Regardless of why hallucinations show up, it’s true that in practice, hallucinations limit the effective capabilities of LLMs. Building a moon rocket requires long chains of thinking with a very low error rate. The fact that AIs just make stuff up (and either can’t always notice or don’t always care) is a big hindrance to the reliability they would need in order to make major scientific and technological breakthroughs.
But that sword cuts both ways. Hallucinations and other reliability issues could hold AI back for years. Or it could be that reliability issues are the last piece of the puzzle, and the moment someone has a clever idea that solves them, AIs go over some critical threshold. We don’t know.
We don’t know whether hallucinations will be easy to solve in the current paradigm — whether someone will come up with one clever trick that makes reasoning models much more robust, or whether it will take a new idea as disruptive as the transformer architecture that gave rise to LLMs.
We do note, however, that fixing hallucinations would be quite lucrative.

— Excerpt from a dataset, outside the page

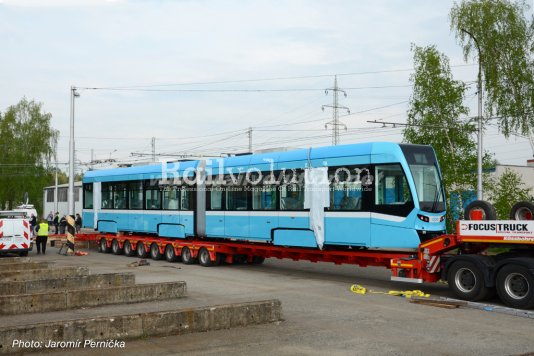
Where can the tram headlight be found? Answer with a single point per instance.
(423, 218)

Many people are working on it. You could take that to mean that they’ll likely stumble upon some clever insight or architectural fix before too long. Or you could take it as a sign that the problem is particularly pernicious and liable to stick around, given that it’s stood for a few years already.
It doesn’t matter much to our argument either way. What matters is that more reliable AIs will be made eventually, whether by slightly tweaked versions of LLMs or by a whole new disruptive architecture.

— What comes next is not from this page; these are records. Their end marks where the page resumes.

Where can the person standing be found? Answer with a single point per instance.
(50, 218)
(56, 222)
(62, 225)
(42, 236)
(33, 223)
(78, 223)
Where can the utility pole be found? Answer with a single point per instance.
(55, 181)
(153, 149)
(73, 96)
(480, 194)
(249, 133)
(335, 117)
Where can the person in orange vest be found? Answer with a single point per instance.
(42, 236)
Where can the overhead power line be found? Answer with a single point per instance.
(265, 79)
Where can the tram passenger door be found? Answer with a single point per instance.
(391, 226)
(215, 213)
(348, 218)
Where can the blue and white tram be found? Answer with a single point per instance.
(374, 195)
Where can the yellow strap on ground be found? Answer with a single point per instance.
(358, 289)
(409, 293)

See also our discussion of how the field is good at overcoming obstacles.
* We are not suggesting that the AI necessarily hallucinates because it is internally motivated to output text that’s as close as possible to what a real lawyer would say. Rather, we observe that an AI trained on text prediction is reinforced much more for text paragraphs that are closer to what a real lawyer would say, and thus that the reinforcement is stronger for paragraphs with hallucinated citations than paragraphs that say “I don’t know.” The specific machinery inside of the AI that was shaped by those reinforcements is anyone’s guess.

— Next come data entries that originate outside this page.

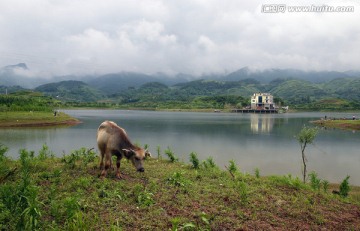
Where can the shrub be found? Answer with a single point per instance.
(209, 163)
(171, 155)
(45, 153)
(194, 160)
(232, 168)
(315, 182)
(345, 187)
(257, 172)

Perhaps the AI has a literal motivation to imitate people closely; perhaps it has sixteen motivations that happen to add up to imitation-like behavior in this context; or perhaps the behavior stems from internal machinery that isn’t best thought of as “motivations” at all. And this is without even getting into the question of whether the AI has multiple imitation-related drives that sometimes come into conflict. Those details are all subject to speculation and debate; what seems clearer is that somehow, the AI ended up with this unintended behavioral disposition, as a result of being trained on text prediction.
† Modern AIs aren’t trained just on text prediction, and in theory, the other types of training could fix the hallucinations. In practice, the other sorts of training for user satisfaction don’t fix hallucinations, but rather cause AIs to start flattering users even to the point of psychosis, while continuing to hallucinate. (We think there’s a lesson here.)